But it still get outperformed...
But it still gets outpeformed by CK?
In your dreams perhaps? When
In your dreams perhaps? When you compare the two make sure to compare SD vs. CFS and NOT the CK patchset vs. CFS.
Why?
Why?
CK has many other changes
CK has many other changes that will affect scheduler performance. To make a fair comparison between schedulers, you need to change only the scheduler.
what are the other changes
sorry for beeing lazy, but what are the other changes?
Show us the benchmarks
I'm sure you're not really a troll, but it does make you look like one by making such claims without proof.
Benchmarks
http://kerneltrap.org/Linux/Additional_CFS_Benchmarks
http://kerneltrap.org/node/14023
http://kerneltrap.org/Linux/Benchmarking_CFS
In benchmarks that we've seen, CFS got outscheduled by SD.
those benchmarks are out of date
Those benchmarks are not comparing the current version of CFS to SD, so they are worthless.
Backport to 2.6.22
Is there any indication of a backport to the 2.6.22 series? Would be nice to compare how they stand.

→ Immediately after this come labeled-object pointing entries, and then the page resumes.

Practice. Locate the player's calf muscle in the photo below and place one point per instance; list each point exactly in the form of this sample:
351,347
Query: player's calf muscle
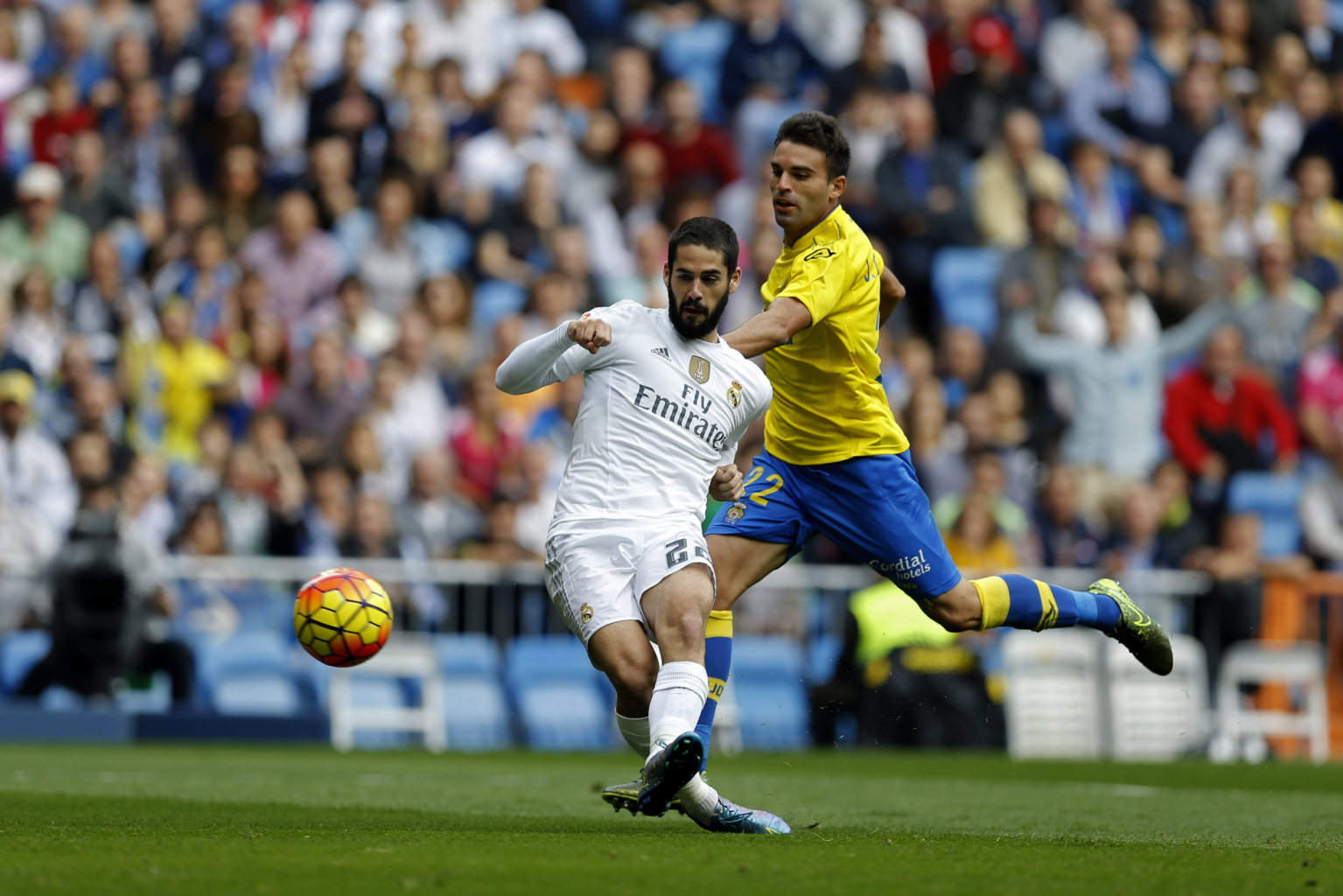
740,564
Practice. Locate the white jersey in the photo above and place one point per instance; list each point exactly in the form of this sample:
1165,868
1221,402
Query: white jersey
660,414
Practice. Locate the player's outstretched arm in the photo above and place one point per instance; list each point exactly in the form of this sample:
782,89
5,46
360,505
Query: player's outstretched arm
542,360
771,328
892,293
727,484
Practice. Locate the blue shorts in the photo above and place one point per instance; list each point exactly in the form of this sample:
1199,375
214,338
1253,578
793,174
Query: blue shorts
871,507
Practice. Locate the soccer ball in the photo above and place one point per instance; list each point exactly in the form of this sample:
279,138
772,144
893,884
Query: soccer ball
343,617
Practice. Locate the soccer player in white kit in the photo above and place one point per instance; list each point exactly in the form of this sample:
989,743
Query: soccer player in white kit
665,402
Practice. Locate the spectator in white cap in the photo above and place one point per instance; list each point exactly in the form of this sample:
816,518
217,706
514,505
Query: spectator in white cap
38,234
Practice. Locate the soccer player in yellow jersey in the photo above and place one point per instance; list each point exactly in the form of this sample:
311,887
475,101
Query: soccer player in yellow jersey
835,458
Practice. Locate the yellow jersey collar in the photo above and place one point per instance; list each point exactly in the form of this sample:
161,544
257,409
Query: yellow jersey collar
814,228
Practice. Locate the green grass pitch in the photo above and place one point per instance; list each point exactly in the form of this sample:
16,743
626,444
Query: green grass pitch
306,820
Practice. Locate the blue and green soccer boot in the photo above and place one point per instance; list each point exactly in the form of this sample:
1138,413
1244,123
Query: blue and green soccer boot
728,818
669,771
1137,630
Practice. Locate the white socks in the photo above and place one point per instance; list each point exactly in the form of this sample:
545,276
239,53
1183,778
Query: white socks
677,700
635,732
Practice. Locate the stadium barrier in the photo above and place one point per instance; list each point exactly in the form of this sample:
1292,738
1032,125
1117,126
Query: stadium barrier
230,599
1305,610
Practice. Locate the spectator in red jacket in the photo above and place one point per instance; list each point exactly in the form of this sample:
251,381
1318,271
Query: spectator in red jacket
697,155
1219,416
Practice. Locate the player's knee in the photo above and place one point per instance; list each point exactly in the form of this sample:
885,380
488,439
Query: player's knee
688,624
953,615
633,682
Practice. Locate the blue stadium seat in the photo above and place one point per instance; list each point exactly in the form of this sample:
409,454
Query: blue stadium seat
822,655
1273,497
255,692
263,648
767,659
963,288
19,652
58,699
563,715
376,692
477,713
773,713
493,301
549,659
467,654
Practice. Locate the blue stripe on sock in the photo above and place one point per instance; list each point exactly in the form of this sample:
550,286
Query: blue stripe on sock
717,662
1069,606
1024,609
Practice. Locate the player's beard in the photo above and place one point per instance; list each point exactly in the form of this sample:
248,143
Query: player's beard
695,331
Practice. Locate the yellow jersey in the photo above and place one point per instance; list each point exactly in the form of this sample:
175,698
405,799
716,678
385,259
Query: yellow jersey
829,403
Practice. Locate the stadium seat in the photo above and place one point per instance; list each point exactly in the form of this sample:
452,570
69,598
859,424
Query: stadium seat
773,713
1158,718
767,659
378,693
255,692
564,715
1053,693
1299,667
467,654
1272,497
963,288
549,659
822,657
477,713
19,652
493,301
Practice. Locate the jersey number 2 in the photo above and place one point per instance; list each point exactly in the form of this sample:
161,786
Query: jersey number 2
759,497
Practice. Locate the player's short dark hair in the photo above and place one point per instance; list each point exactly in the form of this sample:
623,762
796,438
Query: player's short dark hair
712,234
821,132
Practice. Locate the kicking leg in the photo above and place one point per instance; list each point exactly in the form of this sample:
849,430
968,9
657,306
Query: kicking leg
677,609
1017,602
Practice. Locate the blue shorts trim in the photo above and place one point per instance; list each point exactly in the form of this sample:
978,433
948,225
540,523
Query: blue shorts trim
871,507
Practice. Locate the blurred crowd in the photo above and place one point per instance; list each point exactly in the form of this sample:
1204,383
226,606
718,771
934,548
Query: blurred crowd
258,261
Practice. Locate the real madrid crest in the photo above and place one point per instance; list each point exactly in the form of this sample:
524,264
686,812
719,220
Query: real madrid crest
698,369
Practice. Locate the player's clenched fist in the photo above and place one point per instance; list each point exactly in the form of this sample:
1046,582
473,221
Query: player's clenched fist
591,333
727,484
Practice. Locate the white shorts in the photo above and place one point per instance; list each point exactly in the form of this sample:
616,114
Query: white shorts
598,572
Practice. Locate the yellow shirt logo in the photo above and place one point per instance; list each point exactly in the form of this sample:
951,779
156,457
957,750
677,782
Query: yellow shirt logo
829,403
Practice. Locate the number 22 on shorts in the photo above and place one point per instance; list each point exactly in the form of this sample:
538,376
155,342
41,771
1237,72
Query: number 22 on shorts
759,497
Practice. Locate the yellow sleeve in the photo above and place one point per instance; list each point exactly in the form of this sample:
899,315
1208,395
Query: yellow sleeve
818,281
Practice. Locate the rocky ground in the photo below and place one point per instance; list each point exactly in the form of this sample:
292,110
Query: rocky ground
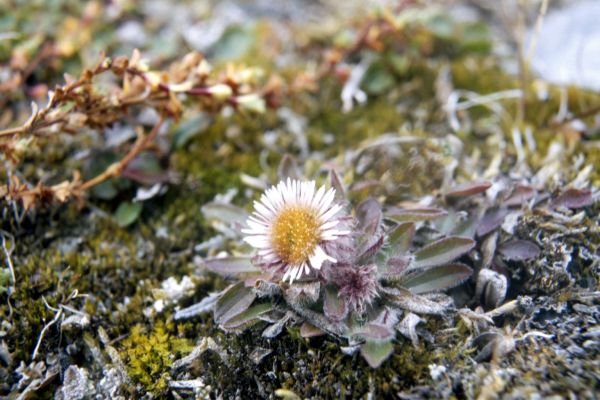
95,295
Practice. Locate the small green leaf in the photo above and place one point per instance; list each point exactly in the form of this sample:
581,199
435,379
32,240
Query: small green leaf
373,331
335,308
376,352
438,278
231,266
235,300
442,251
248,316
127,213
236,42
519,250
105,190
378,79
224,212
414,214
308,330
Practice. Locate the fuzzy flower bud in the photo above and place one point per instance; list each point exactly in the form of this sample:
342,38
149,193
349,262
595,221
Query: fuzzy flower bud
251,102
357,285
220,91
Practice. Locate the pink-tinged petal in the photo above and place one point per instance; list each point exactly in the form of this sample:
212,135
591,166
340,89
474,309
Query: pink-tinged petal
318,197
259,242
319,257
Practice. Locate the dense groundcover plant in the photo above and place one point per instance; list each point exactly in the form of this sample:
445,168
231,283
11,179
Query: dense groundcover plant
354,274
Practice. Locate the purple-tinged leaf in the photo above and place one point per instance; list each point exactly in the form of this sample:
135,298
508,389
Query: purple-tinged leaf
370,248
404,299
224,212
468,189
231,266
400,238
492,219
288,168
414,214
334,306
408,327
520,195
235,300
368,215
248,316
368,185
376,352
438,278
373,331
336,183
572,198
442,251
205,305
148,177
274,330
308,330
518,250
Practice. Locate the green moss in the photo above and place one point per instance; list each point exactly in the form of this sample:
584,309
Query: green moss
148,357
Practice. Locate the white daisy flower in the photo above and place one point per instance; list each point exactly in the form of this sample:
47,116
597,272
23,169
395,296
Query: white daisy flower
290,224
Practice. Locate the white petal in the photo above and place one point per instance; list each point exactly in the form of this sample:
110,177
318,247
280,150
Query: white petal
318,197
330,213
258,241
326,201
318,257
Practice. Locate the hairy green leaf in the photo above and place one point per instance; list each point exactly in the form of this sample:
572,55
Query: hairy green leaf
442,251
235,300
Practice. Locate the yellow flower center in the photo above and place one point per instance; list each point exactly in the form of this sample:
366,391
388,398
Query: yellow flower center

why don't you upgrade to 2.6.23.1?
why don't you upgrade to 2.6.23.1?
I'm not the one you were
I'm not the one you were asking this, but, as an example, I'm not upgrading to 2.6.23.1 because it completely freezes at boot, every time, it's copletely reproducible, but I can't get any information, because it's really too early to get any feedback.I've filed a bug on the lkml,but it got ignored,so i'll just use 2.6.22 and wait for 2.6.24.
Bug#?
Bug#?
Negative progress
I agree. I wouldn't touch 2.6.23 with a 10 foot pole. It is discouraging sometimes to see the kernel make negative progress. Perhaps we need to go back to multibranch development.
Do you have a link to the
Do you have a link to the lkml report? Sounds like a serious regression.
Because problems reported
Because problems reported and regressions on 2.6.23, and also some fs tools I use were not ported to the new version (squashfs, for example - now it runs). I also usually wait until a big distro embraces a version to fall for it.